A notorious ladies’ man, Ruth never got women out of his mind. After spending the day golfing with his pal, Buzzie Bavasi, at the all-male St. Andrews golf club, Ruth told him, “Buzzie, thanks for a wonderful day. You have a great golf club here, but it’s not for me. No broads.” The Ruths traveled extensively, often abroad. After visiting the island of Bali, Ruth said he didn’t like the Balinese women: “They’re too dark and their breasts are too big.”

In 1942, Ruth appeared, playing himself, in the classic film Pride of the Yankees, a wonderful movie about his old teammate, Lou Gehrig. (Ruth is actually quite good in the film, giving a fine, likable performance).

Probably extremely bored and frustrated, Ruth swallowed his pride and asked Yankee management about the long ago offer to manage the Minor League Newark Club. But no, it was too late and the offer was no longer available.

Soon after the end of WWII, Ruth started getting very severe headaches and pains in his neck. He went into the hospital for “observation”. According to daughter Dorothy, the headaches were so severe that “he threatened to kill himself.”  Sadly, Ruth was never to be out of pain for the final 21 months of his life.

He dictated a “sugar-coated” version of his life to author Bob Considine and his “official” memoir, The Babe Ruth Story, was published (of course, omitting the countless hookers, numerous affairs, and various women he had plowed through during the previous 25 years). At an autograph-signing reception for the book, Ernest Hemingway stood in line to get the Babe’s signature and meet him.

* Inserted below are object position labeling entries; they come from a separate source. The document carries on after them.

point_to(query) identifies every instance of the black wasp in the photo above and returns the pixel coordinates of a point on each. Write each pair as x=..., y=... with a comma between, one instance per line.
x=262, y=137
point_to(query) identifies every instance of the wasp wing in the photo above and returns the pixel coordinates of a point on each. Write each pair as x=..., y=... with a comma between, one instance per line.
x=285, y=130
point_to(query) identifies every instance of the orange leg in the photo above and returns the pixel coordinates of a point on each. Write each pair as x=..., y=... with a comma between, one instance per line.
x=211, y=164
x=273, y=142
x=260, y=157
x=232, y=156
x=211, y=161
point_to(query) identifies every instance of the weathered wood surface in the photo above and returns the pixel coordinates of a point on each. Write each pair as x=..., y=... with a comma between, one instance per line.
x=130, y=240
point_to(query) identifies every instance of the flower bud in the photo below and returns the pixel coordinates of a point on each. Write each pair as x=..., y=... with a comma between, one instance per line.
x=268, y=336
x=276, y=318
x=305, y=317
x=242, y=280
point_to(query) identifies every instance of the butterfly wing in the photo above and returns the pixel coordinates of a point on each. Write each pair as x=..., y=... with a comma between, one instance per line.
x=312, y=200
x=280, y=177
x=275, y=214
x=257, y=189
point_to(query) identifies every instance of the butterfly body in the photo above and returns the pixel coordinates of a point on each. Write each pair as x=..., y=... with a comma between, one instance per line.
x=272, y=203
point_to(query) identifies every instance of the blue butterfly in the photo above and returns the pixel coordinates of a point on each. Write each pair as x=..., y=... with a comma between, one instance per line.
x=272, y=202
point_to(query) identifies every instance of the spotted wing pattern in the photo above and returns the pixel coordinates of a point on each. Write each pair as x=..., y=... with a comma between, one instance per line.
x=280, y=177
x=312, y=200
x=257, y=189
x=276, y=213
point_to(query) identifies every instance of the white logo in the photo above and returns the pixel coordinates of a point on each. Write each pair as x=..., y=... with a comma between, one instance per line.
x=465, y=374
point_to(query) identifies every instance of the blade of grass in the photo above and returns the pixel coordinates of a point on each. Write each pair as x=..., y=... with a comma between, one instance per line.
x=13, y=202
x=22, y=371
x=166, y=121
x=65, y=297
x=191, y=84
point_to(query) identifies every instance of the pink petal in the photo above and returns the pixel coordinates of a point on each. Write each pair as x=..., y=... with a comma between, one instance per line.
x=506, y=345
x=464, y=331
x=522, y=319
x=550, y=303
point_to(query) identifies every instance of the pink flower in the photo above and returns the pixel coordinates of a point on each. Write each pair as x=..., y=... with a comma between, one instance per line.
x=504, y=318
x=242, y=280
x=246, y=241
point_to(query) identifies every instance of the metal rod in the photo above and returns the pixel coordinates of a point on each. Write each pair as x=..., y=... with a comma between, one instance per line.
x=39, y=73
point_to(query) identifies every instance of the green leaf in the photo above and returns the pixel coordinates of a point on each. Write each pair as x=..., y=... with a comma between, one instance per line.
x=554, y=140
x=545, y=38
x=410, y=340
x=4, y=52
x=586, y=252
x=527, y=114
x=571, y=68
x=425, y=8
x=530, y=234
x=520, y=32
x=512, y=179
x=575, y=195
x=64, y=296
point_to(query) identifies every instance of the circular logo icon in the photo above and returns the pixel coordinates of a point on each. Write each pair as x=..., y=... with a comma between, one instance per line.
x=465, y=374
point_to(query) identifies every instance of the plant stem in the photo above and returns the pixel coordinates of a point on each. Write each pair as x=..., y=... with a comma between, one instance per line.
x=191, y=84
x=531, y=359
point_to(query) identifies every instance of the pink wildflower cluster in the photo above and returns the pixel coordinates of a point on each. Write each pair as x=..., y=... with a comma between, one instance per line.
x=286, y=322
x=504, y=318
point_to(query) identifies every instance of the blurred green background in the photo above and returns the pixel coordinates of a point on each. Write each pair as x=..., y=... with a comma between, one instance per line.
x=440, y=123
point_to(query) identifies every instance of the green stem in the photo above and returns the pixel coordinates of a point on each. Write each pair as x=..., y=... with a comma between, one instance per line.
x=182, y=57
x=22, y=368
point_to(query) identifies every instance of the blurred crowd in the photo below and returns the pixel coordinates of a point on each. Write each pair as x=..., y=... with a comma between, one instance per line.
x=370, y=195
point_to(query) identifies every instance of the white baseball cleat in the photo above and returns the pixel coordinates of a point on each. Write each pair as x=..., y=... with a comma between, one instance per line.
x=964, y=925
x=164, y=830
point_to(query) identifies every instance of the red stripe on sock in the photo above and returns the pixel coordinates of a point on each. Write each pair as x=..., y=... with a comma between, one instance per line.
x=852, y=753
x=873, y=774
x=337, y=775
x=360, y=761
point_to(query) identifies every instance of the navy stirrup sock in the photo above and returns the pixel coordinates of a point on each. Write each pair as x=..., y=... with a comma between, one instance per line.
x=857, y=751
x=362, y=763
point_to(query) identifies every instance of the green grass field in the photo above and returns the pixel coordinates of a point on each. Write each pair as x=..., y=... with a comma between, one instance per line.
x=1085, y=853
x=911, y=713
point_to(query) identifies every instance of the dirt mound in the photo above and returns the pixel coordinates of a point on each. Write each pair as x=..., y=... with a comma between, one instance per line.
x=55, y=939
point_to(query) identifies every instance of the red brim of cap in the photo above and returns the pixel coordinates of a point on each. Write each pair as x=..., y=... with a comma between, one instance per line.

Ruth made his final appearance at Yankee stadium on June 26, 1948. His old “number 3” uniform hung limply on his body, a skeleton by now, ravaged by cancer. Ruth croaked out a hoarse, raspy speech of gratitude to the packed house and shuffled off. The crowd of 58,339 gave him a standing ovation.

Ruth spent his last days in the hospital. During his time there, he received the relatively new treatment of chemotherapy and various other experimental treatments with some success (even at one point having his headaches go away and gaining about 20 pounds, before the cancer came back). Gifts and mail flooded in from all quarters. Toward the end, Ruth pinned a medal he received in the mail on his pajamas.

When famed manager Connie Mack came in to visit him, Ruth told him, “The termites have got me, Mr. Mack.” One nebulous, but interesting, hospital visitor was a “tall, striking redhead” named “Loretta”. She claimed she had been Ruth’s girlfriend for the previous 10 years. Knowing the Babe, she was probably telling the truth.

On August 16, 1948, at the age of 53, The Great Bambino finally passed away.